Hi, can someone share their thoughts on public schools in Japan?

- I hear that bullying of expat's kids is common at public schools, is that true?
- Did anyone send their kids to Hoshuko in California and later move to Japan? Did Hoshuko help your kids settle into Japanese schools? Was there a big academic gap between Hoshuko and Japanese schools?
- Does anyone send their kids to private schools? If you don't mind how much do they cost around Yokohama or other suburbs?

Thanks,
CY


----------



## myrrh

cy1 said:


> Hi, can someone share their thoughts on public schools in Japan?
> 
> - I hear that bullying of expat's kids is common at public schools, is that true?
> - Did anyone send their kids to Hoshuko in California and later move to Japan? Did Hoshuko help your kids settle into Japanese schools? Was there a big academic gap between Hoshuko and Japanese schools?
> - Does anyone send their kids to private schools? If you don't mind how much do they cost around Yokohama or other suburbs?
> 
> Thanks,
> CY


1) Regarding bullying, this depends on the school, on the personality of your kids and (maybe most importantly) on their ages. First or second year in elementary school should not be a problem anywhere. Late elementary school and junior high school can be a problem (anywhere in the world), as relationships will often be set and newcomers sometimes ostracized. Being active in the PTA and maintaining good communication lines with your kid's homeroom teacher can really help.

2) It depends on both the hoshu program and on the quality of the school in Japan. By the way, you should be able to find the reputations of the local hoshu programs by asking around or checking online. 

3) Private schools or international schools? If the former, you'd be paying a lot but still have the potential for bullying. As for the latter...you can search online. (I just did, and the yearly tuition seems to be between $12-18,000 US...plus lots and lots of fees.)


----------



## larabell

1) I had two kids in city-run public schools, one still there. Neither seems to have had any trouble with bullying but I agree that probably depends more on the personality of the kids. My oldest, in fact, was fairly popular and was selected the "class representative" for one of his Jr. High years.

3) My oldest just started in a private High School [1] and his annual tuition comes out to around USD 8000 per year. We never checked out private schools for their Elementary education but I can believe the fees would be even higher than that. As for international schools... keep in mind that the majority of international schools cater to expats or reverse-expats returning from a stint in the UK or the States so the tuition is often paid by the employers. I'm guessing that drives prices even higher. On the other hand... if your kids aren't already fluent in Japanese, you may have no choice. Trying to keep up with the other students while also trying to catch-up on multiple years of basic Japanese is going to be tough.

[1] High school isn't mandatory in Japan so all High Schools are either private or semi-public (ie: run by some government entity but still charging tuition).


----------



## myrrh

Just to clarify regarding my post, I'm referring to students aged 10-14 transferring in from another school (or from outside the country). 

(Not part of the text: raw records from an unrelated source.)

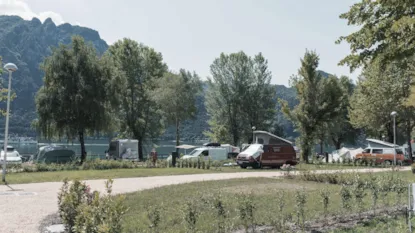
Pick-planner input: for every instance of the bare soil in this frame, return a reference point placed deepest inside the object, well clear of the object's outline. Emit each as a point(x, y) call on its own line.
point(333, 223)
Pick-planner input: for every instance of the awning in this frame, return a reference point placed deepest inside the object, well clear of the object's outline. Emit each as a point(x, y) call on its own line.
point(185, 147)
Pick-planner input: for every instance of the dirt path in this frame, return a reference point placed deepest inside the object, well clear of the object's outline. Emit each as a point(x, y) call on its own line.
point(23, 206)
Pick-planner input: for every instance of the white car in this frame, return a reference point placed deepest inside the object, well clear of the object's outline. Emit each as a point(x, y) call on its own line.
point(13, 156)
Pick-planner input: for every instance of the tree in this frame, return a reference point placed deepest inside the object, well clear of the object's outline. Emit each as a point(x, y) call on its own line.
point(239, 97)
point(74, 98)
point(387, 32)
point(319, 100)
point(176, 95)
point(339, 129)
point(141, 66)
point(383, 89)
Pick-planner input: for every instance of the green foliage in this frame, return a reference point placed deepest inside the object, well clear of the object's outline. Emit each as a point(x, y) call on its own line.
point(176, 95)
point(246, 210)
point(140, 67)
point(190, 215)
point(319, 102)
point(101, 214)
point(70, 198)
point(300, 201)
point(369, 111)
point(154, 214)
point(386, 32)
point(84, 211)
point(74, 98)
point(239, 97)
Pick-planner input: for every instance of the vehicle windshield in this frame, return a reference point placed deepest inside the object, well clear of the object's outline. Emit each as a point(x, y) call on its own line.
point(252, 149)
point(196, 152)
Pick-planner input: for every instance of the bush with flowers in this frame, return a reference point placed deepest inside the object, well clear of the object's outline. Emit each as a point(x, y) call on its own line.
point(82, 210)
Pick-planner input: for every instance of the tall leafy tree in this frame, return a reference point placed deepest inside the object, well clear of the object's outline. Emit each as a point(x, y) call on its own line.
point(339, 129)
point(386, 32)
point(141, 66)
point(240, 96)
point(319, 100)
point(176, 95)
point(383, 89)
point(74, 98)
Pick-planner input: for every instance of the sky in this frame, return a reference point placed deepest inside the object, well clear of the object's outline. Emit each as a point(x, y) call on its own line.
point(192, 33)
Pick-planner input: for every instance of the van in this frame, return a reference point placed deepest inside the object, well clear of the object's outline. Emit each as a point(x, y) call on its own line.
point(268, 151)
point(381, 156)
point(213, 153)
point(123, 149)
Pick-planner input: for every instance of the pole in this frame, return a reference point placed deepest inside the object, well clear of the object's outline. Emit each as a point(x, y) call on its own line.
point(7, 129)
point(409, 208)
point(394, 141)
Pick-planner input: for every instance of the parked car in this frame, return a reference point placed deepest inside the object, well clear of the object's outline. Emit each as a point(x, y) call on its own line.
point(268, 151)
point(123, 149)
point(381, 156)
point(13, 156)
point(54, 154)
point(206, 153)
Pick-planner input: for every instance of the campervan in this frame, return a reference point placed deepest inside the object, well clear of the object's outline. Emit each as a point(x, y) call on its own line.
point(268, 151)
point(123, 149)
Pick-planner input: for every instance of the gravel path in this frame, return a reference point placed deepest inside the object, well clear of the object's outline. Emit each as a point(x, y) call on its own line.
point(23, 206)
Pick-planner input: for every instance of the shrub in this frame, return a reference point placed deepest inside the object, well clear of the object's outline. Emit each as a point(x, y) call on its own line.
point(325, 200)
point(154, 216)
point(70, 198)
point(346, 195)
point(246, 211)
point(190, 215)
point(300, 202)
point(220, 213)
point(83, 211)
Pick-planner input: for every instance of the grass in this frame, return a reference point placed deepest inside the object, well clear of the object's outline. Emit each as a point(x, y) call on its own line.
point(380, 225)
point(172, 200)
point(36, 177)
point(57, 176)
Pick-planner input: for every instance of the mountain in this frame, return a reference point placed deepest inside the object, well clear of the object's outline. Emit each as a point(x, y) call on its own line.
point(27, 43)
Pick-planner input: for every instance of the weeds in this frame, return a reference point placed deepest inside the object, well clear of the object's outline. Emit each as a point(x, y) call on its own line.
point(300, 201)
point(325, 200)
point(190, 215)
point(246, 209)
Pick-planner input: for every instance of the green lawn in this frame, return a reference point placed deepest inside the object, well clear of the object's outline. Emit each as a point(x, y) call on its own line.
point(171, 201)
point(36, 177)
point(380, 225)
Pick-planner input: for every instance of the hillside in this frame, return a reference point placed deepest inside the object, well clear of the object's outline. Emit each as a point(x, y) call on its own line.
point(27, 43)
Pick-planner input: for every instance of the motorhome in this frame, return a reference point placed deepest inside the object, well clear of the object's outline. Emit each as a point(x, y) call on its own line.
point(268, 150)
point(123, 149)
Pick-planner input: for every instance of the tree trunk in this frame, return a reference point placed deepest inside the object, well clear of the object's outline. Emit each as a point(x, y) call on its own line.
point(177, 135)
point(409, 138)
point(305, 150)
point(82, 142)
point(338, 145)
point(140, 149)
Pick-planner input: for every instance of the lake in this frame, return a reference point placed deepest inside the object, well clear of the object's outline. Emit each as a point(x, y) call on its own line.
point(96, 148)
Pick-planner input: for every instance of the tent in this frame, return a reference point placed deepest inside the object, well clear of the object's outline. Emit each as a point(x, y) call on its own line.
point(54, 154)
point(345, 153)
point(186, 147)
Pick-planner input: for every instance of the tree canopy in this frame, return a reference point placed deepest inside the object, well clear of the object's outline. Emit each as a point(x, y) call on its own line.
point(74, 98)
point(140, 67)
point(240, 96)
point(176, 95)
point(386, 31)
point(319, 101)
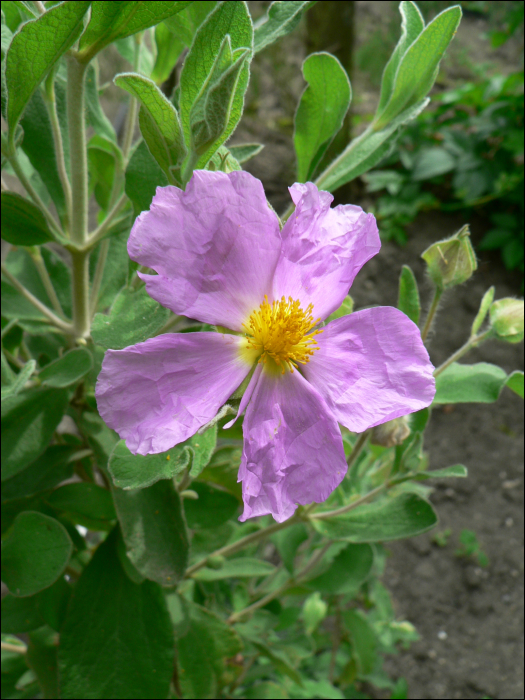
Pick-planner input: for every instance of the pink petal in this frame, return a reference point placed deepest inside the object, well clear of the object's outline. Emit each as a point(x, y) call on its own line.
point(371, 367)
point(323, 250)
point(293, 451)
point(214, 247)
point(159, 393)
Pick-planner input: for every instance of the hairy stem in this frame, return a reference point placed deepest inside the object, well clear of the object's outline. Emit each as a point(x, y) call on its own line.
point(431, 313)
point(44, 310)
point(471, 343)
point(46, 281)
point(240, 544)
point(79, 191)
point(99, 273)
point(59, 146)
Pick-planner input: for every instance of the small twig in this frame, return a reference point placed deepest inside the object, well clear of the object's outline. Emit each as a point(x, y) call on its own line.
point(64, 327)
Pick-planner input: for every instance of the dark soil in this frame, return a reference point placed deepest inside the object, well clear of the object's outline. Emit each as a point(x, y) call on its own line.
point(470, 618)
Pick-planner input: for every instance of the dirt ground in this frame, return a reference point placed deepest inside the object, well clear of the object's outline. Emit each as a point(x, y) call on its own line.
point(470, 618)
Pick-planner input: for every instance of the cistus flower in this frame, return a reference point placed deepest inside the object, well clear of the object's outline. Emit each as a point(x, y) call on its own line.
point(221, 258)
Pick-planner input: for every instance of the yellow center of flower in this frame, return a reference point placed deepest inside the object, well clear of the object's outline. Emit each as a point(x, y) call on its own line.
point(280, 331)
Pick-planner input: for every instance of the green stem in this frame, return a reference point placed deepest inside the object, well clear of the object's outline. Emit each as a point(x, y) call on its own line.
point(79, 194)
point(278, 591)
point(44, 310)
point(244, 542)
point(431, 313)
point(59, 146)
point(471, 343)
point(46, 280)
point(346, 509)
point(99, 273)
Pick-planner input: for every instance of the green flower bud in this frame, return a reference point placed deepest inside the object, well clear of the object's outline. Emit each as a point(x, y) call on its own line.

My (now college-age) kids also had no problems in school, but then they started with their peers in kindergarten. However, they (and I) had to intervene to stop the bullying of a kid who transferred in later. Of course, it's difficult to say whether "foreignness" was a major cause of this bullying. Japanese colleagues have sometimes reported the same issues with their similarly aged kids transferring to schools in different prefectures.

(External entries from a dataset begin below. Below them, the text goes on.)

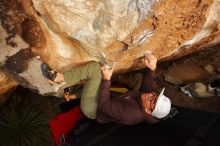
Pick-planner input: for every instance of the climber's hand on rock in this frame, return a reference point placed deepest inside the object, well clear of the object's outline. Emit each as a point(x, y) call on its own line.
point(106, 72)
point(151, 62)
point(69, 97)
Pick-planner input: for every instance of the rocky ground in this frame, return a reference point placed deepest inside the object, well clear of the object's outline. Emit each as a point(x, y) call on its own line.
point(198, 67)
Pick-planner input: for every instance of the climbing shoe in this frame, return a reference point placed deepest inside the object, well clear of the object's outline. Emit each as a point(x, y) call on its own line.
point(48, 72)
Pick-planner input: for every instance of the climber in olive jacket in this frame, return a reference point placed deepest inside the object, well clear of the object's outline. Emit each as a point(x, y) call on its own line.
point(132, 107)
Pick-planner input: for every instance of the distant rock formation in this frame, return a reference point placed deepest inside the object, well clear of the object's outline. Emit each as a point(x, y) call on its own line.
point(65, 34)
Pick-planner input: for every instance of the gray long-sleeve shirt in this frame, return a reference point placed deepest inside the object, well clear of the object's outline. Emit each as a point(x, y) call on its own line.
point(125, 108)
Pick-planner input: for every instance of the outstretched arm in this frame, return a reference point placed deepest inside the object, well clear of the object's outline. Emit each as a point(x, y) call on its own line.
point(149, 73)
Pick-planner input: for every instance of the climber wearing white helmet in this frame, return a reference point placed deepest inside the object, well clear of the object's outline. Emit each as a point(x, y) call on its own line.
point(98, 102)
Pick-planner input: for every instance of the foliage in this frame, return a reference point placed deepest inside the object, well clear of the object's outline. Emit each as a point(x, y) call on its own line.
point(24, 122)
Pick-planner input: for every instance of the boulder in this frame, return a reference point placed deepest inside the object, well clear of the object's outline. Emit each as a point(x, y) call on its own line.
point(65, 34)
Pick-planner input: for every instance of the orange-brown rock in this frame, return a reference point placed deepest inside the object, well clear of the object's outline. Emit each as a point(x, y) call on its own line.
point(7, 85)
point(65, 34)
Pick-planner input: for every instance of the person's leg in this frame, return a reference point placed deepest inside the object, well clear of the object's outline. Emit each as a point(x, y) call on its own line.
point(90, 72)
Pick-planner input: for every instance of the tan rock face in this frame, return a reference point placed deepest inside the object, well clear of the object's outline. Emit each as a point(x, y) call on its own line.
point(7, 85)
point(69, 33)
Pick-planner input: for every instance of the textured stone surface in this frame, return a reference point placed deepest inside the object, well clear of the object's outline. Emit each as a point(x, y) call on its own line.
point(7, 85)
point(69, 33)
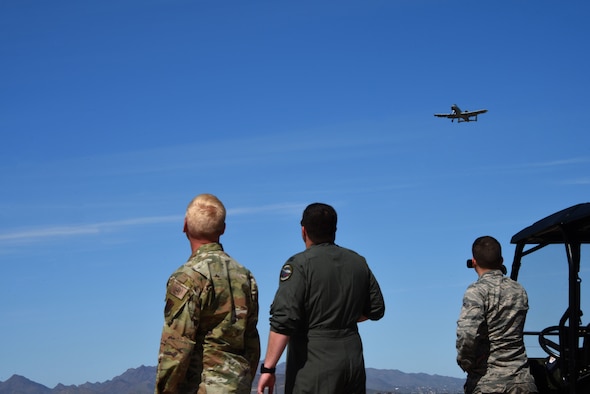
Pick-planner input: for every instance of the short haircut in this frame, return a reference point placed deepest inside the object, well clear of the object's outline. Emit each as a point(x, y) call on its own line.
point(205, 216)
point(487, 252)
point(319, 221)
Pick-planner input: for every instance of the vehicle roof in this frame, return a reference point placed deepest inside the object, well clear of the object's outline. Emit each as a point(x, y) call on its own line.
point(573, 221)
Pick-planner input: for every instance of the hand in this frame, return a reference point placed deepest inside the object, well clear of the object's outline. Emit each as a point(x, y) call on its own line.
point(266, 380)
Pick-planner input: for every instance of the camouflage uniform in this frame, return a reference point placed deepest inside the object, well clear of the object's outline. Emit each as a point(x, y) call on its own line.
point(490, 346)
point(209, 343)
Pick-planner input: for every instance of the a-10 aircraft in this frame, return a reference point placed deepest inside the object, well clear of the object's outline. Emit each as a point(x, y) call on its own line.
point(462, 116)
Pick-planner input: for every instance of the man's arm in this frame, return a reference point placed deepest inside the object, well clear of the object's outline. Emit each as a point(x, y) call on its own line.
point(276, 345)
point(468, 326)
point(251, 337)
point(375, 308)
point(178, 336)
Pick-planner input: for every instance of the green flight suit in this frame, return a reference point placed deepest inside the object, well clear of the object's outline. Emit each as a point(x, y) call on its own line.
point(323, 291)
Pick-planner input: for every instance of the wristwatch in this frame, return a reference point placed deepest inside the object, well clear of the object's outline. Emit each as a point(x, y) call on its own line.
point(263, 369)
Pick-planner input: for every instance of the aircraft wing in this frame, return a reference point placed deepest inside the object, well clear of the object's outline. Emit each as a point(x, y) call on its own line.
point(449, 116)
point(473, 113)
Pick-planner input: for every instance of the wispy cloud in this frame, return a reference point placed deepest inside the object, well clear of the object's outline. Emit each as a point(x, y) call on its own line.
point(34, 234)
point(64, 231)
point(558, 163)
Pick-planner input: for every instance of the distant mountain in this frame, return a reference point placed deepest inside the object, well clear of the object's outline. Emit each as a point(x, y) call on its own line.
point(141, 381)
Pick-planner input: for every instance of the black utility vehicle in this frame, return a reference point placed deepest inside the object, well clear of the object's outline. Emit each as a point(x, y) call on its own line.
point(565, 369)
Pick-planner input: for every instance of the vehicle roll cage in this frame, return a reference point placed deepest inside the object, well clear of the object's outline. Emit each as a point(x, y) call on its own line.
point(570, 227)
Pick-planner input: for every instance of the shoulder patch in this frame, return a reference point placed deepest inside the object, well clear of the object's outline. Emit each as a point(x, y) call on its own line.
point(286, 272)
point(177, 289)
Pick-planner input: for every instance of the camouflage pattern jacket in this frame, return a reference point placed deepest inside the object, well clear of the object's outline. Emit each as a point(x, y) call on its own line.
point(490, 345)
point(210, 342)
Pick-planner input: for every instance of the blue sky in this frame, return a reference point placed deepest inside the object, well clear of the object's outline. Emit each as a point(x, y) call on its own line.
point(114, 114)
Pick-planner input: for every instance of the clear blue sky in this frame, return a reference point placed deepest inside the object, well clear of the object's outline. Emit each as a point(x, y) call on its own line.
point(114, 114)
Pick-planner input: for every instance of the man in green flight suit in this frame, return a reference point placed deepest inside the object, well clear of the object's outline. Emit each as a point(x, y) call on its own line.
point(209, 342)
point(323, 292)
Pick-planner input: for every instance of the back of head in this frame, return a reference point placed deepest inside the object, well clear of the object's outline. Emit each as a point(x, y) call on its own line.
point(205, 217)
point(319, 221)
point(487, 252)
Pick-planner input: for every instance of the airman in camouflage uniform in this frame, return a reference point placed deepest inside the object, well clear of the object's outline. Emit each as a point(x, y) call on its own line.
point(490, 345)
point(209, 342)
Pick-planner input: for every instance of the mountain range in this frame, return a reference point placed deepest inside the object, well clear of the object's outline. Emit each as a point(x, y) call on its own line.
point(141, 381)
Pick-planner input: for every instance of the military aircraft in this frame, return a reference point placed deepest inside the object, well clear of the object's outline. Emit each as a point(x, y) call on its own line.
point(462, 116)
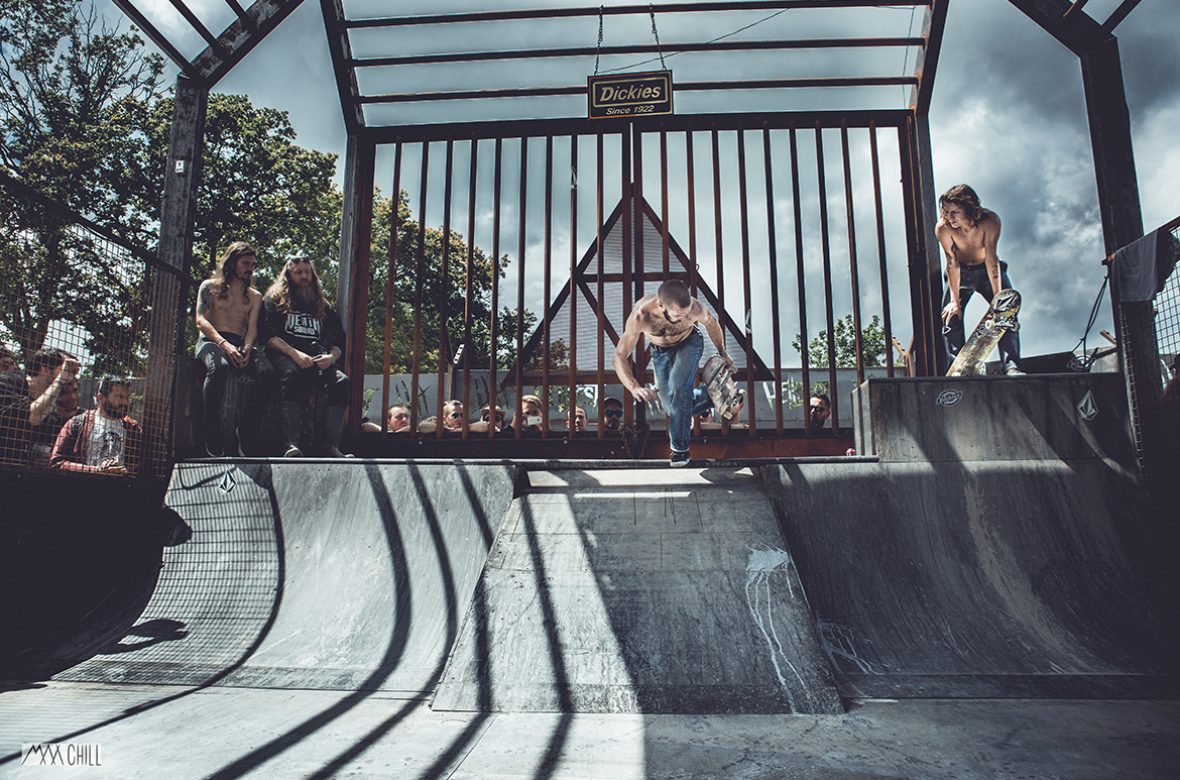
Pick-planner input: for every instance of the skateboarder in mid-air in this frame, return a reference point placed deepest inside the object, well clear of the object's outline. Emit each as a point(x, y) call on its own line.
point(969, 235)
point(669, 319)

High schools are less of a problem in that entrance is neither obligatory nor necessarily easy. Students usually need to test well to get into a particular school, meaning that many students will start off their first year without a large, established core of long-term friends around them. I.e., in a sense, everyone is starting over. I would also think that most students at academically orientated Japanese high schools would be too busy with test preparation and/or club activities to bully much. Wishful thinking?


----------



## larabell

Yeah... it probably makes a big difference when a kid transfers in mid-year. Mine both started in public day-care so until the eldest's entry into High School, each transition was more-or-less with the same group (though the Jr. High areas were partitioned differently than the Elementary areas so there was some degree of "newness" introduced).

But bullying isn't just a Japanese problem. Heck... I was bullied in Jr. High and High School, mostly because I lived far enough away from the schools that I wasn't able to participate in activities outside of regular school hours. As you know (but the OP probably doesn't), in Japan you're almost required to participate in some sort of extra-curricular activity starting in Jr. High and I do think that helps the students develop social ties and also keeps them reasonably busy, depending on which club you join.

As for High School... I've been discovering that between school time, studying, and club activities, my oldest is hardly at home any more. And yes... the fact that he and his colleagues had to pass a relatively difficult examination just to get into the school really changed his outlook toward school and if most of the other students are taking this time as seriously as he is, I really doubt there's any energy left to even think about bullying.


----------